Define following values in the code 👍:

openai.api_type = "azure" os.environ["OPENAI_API_TYPE"] = "azure" os.environ["OPENAI_API_KEY"] = "your api key" os.environ["OPENAI_API_BASE"] = "put yours" os.environ["OPENAI_API_VERSION"] = "2023-03-15-preview"

llm = AzureOpenAI( api_key="your api key", api_base="put yours", api_version="2023-03-15-preview", deployment_name="name of the deployment")

llm_embeddings = OpenAIEmbeddings(model="text-embedding-ada-002", chunk_size = 1)

this will definitely work with chroma,faisss db

elorberb commented 8 months ago

Someone solved the issue?

meakshayraut commented 8 months ago

@elorberb Define following values in the code 👍:

openai.api_type = "azure" os.environ["OPENAI_API_TYPE"] = "azure" os.environ["OPENAI_API_KEY"] = "your api key" os.environ["OPENAI_API_BASE"] = "put yours" os.environ["OPENAI_API_VERSION"] = "2023-03-15-preview"

llm = AzureOpenAI( api_key="your api key", api_base="put yours", api_version="2023-03-15-preview", deployment_name="name of the deployment")

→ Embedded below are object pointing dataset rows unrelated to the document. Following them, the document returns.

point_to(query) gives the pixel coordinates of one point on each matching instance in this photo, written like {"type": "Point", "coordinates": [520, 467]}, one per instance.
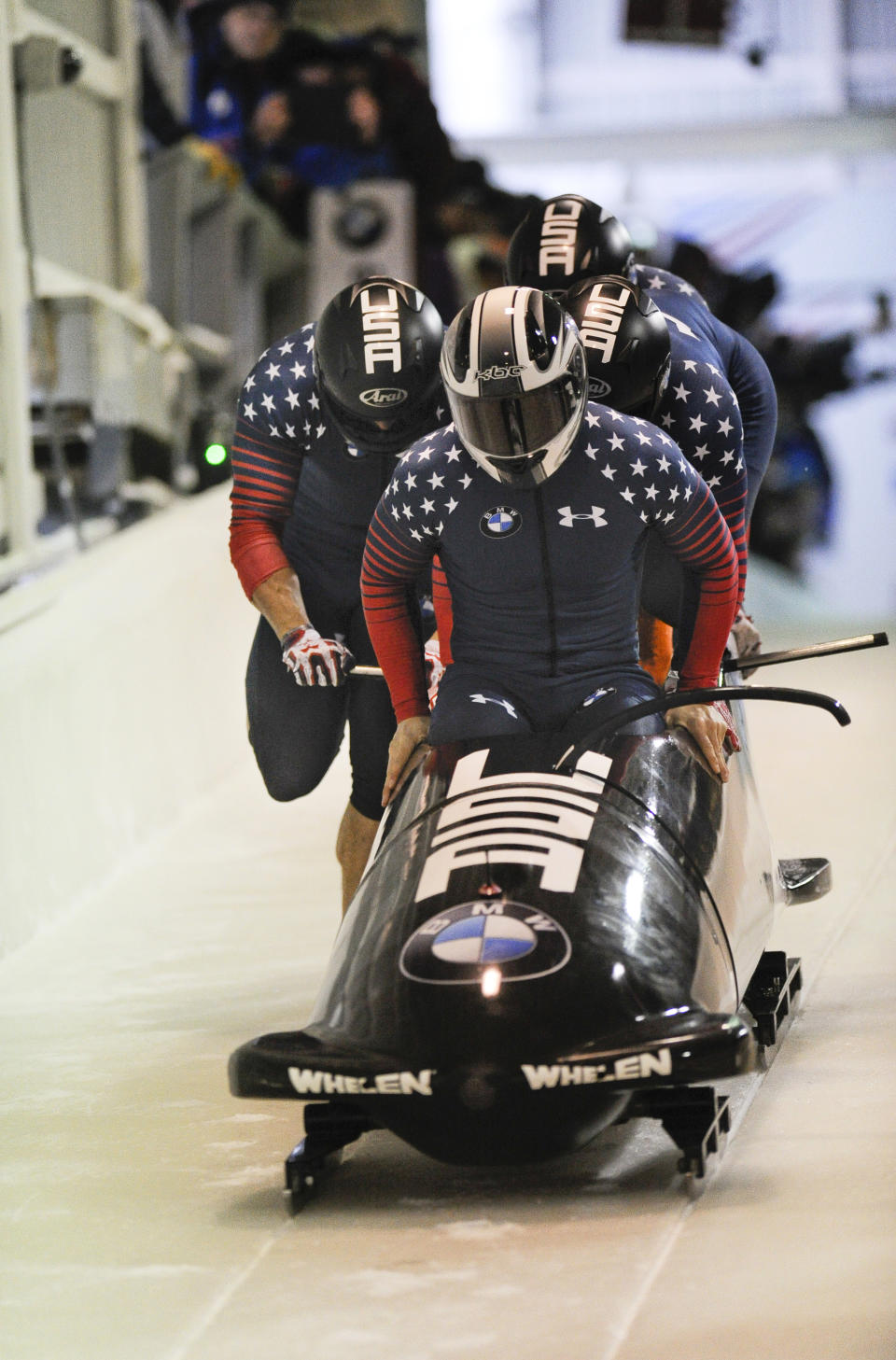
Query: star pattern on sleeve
{"type": "Point", "coordinates": [699, 411]}
{"type": "Point", "coordinates": [430, 481]}
{"type": "Point", "coordinates": [645, 467]}
{"type": "Point", "coordinates": [279, 396]}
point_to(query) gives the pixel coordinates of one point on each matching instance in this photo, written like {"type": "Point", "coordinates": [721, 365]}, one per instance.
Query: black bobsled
{"type": "Point", "coordinates": [550, 939]}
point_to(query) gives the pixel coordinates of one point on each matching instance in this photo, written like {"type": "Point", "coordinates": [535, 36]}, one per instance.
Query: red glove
{"type": "Point", "coordinates": [434, 668]}
{"type": "Point", "coordinates": [732, 737]}
{"type": "Point", "coordinates": [315, 660]}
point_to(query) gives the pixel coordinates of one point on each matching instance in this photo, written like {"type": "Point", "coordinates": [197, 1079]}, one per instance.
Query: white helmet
{"type": "Point", "coordinates": [512, 369]}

llm_embeddings = OpenAIEmbeddings(model="text-embedding-ada-002", chunk_size = 1)

zxs731 commented 8 months ago

In order to improve the embedding performance, you can set the chunk_size to 16, but first need to update the version to "2023-07-01-preview", os.environ["OPENAI_API_VERSION"] = "2023-07-01-preview"

and deployment name should not be forgotten,

embeddings = OpenAIEmbeddings(
        deployment="your deployment name",
        model="text-embedding-ada-002",
        chunk_size=16
)
meakshayraut commented 8 months ago

What actually 16 does here?

zxs731 commented 8 months ago

the number of tasks processed in parallel

meakshayraut commented 8 months ago

Ok Thanks

Elikyals commented 7 months ago

add time.sleep(7)

ghost commented 6 months ago

I got same problem. Someone solved the issue?